Juan Miro. The Ladder of Escape
Marko Daniel, Matthew Gale (Eds.)
Tate Publishing, London, 2011
The works of Joan Miró are among the most widely recognised of any modern artist and have been reproduced in many different media. Famed for saying that he had come to assassinate painting, Miró nevertheless made a huge contribution to the art of the 20th century, redefining again and again what could be done on canvas, in sculpture or in print.
For the first time this book examines Miró’s legacy through the context of the turbulent times in which he lived. While Picasso vowed never to return to a Spain ruled by General Franco¿s fascist government, Miró chose internal exile, living and working for much of his career on the island of Majorca. Focusing primarily on Miró’s politically engaged art, the authors reveal him to be no less committed than his contemporary.
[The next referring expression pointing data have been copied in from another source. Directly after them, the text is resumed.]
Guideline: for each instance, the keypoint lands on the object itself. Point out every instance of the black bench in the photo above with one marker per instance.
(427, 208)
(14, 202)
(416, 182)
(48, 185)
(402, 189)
From the rural, anarchist and Catalan nationalist themes of early paintings The Farm and Head of a Catalan Peasant, through to The Triptych to the Hope of a Condemned Man of 1974, by which he publicly declared himself in opposition to Franco, Miró’s political beliefs underpinned his art throughout his long and productive career.
Drawing on new scholarship, with essays by a selection of international authorities, this lavishly illustrated book accompanies the most comprehensive Miró exhibition in Britain for nearly half a century, throwing new light on the life and career of one of the greatest artist of modern times.